Delsoz Mohammad, Madadi Yeganeh, Munir Wuqaas M, Tamm Brendan, Mehravaran Shiva, Soleimani Mohammad, Djalilian Ali, Yousefi Siamak
Hamilton Eye Institute, Department of Ophthalmology, University of Tennessee Health Science Center, Memphis, TN, USA.
Department of Ophthalmology and Visual Sciences, University of Maryland School of Medicine, Baltimore, MD, USA.
medRxiv. 2023 Aug 28:2023.08.25.23294635. doi: 10.1101/2023.08.25.23294635.
Assessing the capabilities of ChatGPT-4.0 and ChatGPT-3.5 for diagnosing corneal eye diseases based on case reports and compare with human experts.
We randomly selected 20 cases of corneal diseases including corneal infections, dystrophies, degenerations, and injuries from a publicly accessible online database from the University of Iowa. We then input the text of each case description into ChatGPT-4.0 and ChatGPT3.5 and asked for a provisional diagnosis. We finally evaluated the responses based on the correct diagnoses then compared with the diagnoses of three cornea specialists (Human experts) and evaluated interobserver agreements.

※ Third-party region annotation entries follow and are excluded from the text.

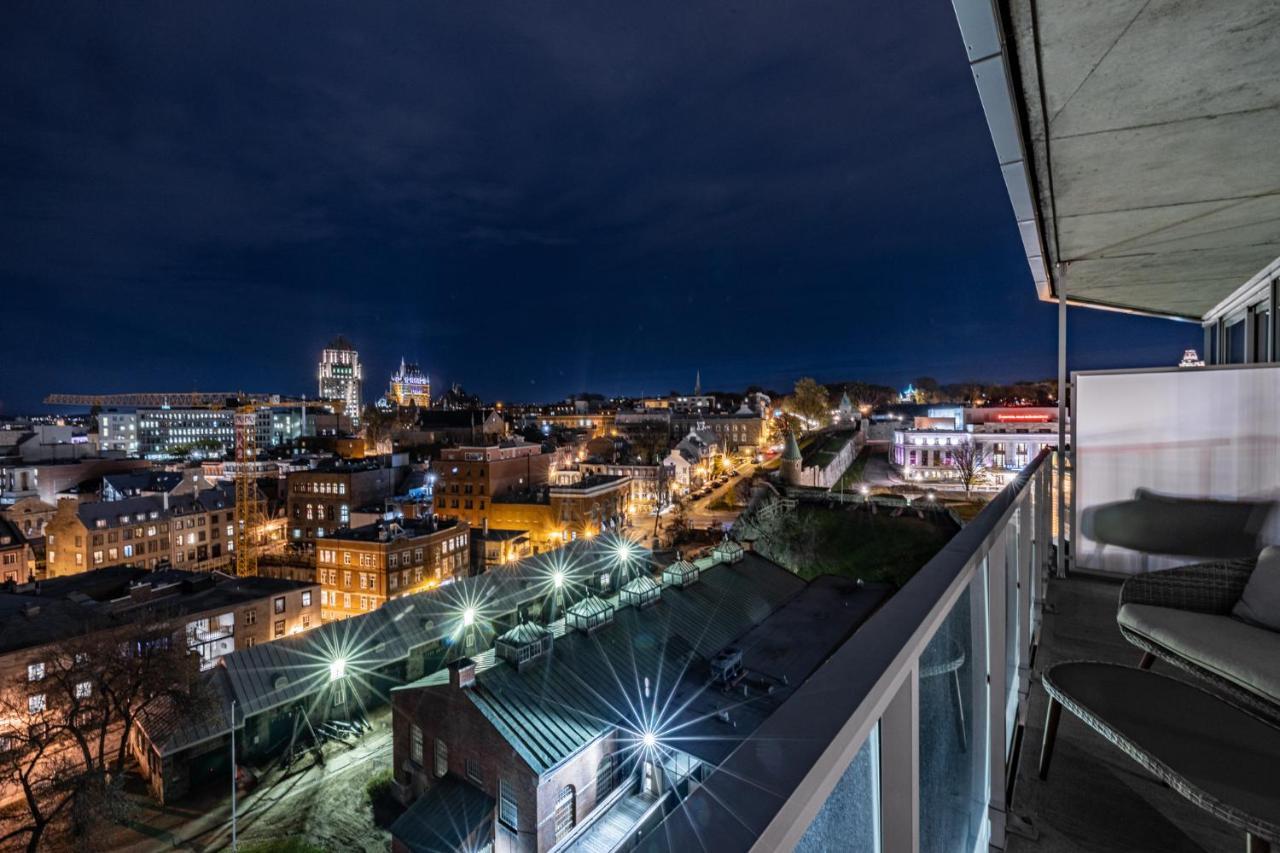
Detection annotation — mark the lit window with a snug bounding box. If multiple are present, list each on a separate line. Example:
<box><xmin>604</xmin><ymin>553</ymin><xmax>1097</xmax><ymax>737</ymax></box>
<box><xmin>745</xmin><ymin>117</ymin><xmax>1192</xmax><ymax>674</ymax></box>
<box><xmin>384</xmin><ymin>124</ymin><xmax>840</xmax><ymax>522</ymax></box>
<box><xmin>408</xmin><ymin>722</ymin><xmax>422</xmax><ymax>766</ymax></box>
<box><xmin>435</xmin><ymin>738</ymin><xmax>449</xmax><ymax>779</ymax></box>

The provisional diagnosis accuracy based on ChatGPT-4.0 was 85% (17 correct out of 20 cases) while the accuracy of ChatGPT-3.5 was 60% (12 correct cases out of 20). The accuracy of three cornea specialists were 100% (20 cases), 90% (18 cases), and 90% (18 cases), respectively. The interobserver agreement between ChatGPT-4.0 and ChatGPT-3.5 was 65% (13 cases) while the interobserver agreement between ChatGPT-4.0 and three cornea specialists were 85% (17 cases), 80% (16 cases), and 75% (15 cases), respectively. However, the interobserver agreement between ChatGPT-3.5 and each of three cornea specialists was 60% (12 cases).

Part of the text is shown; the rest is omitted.